A “clock process” is an executable program that runs indefinitely (a daemon) whose sole responsibility is triggering scheduled tasks. It’s conceptually similar to Cron, but written as an executable that lives in your codebase. The clock process is run in an isolated environment—in Heroku-land, that means it gets its own line in a Procfile.

Screenshot of a Procfile with a clock process defined

In our case, we’re running a Ruby on Rails application, so we might reach for something like clockwork or ruby-clock. Both of these tools define the job schedule in code, so it’s version-controlled (yay!). The scheduling itself can use Cron syntax or natural language, with the ability to run as frequently as every second (double-yay!!).

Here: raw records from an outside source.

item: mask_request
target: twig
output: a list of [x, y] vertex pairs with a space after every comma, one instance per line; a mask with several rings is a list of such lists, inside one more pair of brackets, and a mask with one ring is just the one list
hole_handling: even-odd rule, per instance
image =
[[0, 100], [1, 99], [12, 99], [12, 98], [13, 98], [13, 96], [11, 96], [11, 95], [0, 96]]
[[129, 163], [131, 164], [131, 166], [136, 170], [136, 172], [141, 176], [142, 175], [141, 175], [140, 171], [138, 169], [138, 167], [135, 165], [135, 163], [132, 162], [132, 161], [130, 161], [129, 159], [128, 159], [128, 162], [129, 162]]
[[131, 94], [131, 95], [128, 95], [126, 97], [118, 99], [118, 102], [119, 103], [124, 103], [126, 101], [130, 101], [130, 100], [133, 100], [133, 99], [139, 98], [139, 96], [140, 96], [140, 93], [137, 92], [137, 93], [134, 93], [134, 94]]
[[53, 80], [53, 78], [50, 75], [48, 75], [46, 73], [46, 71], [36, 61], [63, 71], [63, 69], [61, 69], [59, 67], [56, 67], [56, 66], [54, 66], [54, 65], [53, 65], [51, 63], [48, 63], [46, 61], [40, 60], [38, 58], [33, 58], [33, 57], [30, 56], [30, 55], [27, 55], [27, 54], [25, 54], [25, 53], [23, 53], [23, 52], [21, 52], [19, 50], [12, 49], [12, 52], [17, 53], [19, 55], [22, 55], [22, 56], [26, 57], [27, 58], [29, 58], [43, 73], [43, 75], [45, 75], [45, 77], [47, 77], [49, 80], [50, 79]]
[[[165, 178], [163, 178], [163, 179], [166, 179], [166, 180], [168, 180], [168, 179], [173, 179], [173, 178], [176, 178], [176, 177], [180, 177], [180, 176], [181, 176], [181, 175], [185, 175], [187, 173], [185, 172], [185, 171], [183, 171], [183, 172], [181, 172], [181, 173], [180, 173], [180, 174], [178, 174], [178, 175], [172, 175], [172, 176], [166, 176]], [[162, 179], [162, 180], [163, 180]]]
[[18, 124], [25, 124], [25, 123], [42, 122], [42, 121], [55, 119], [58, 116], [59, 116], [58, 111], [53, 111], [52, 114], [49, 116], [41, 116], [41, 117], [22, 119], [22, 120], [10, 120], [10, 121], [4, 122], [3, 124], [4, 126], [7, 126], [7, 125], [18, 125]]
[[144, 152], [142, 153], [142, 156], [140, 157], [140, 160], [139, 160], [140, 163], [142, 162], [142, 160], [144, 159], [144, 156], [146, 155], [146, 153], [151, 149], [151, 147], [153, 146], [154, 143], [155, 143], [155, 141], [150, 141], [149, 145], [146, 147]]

The only real downside of this approach is the extra cost of running a dedicated dyno for the clock process. We’re at a scale where that extra cost is negligible, but it might be a concern for a new app or a hobby project.

So where did we land?

Running a dedicated clock process ultimately felt like the cleanest approach here. Conceptually, we like the clear separation between “scheduling” and “executing”. These are two different responsibilities, and it makes sense for them to run as separate processes.

We chose ruby-clock for our clock process. A few reasons:

  • The scheduling DSL is super simple and does exactly what we need.
  • The README is clear and concise.
  • It has substantially fewer lines of code than clockwork (the most similar competing tool).
  • The maintainer appears to be responsive to issues.

Ruby-clock was a breeze to set up, and we now have a version-controlled job schedule that’s much more flexible than Heroku Scheduler.

Screenshot of our ruby-clock schedule

Living without Heroku Scheduler

We’re a couple weeks into our migration from Heroku Scheduler to ruby-clock, and we couldn’t be happier with the change. Our scheduled jobs are running flawlessly, and our schedule is a readable, version-controlled work of art.

Personally, I won’t be using Heroku Scheduler on future projects. It does its job just fine, but there are plenty of other options (many of them free) that do the job better. They’re more maintainable, more flexible, and they make me a happier dev.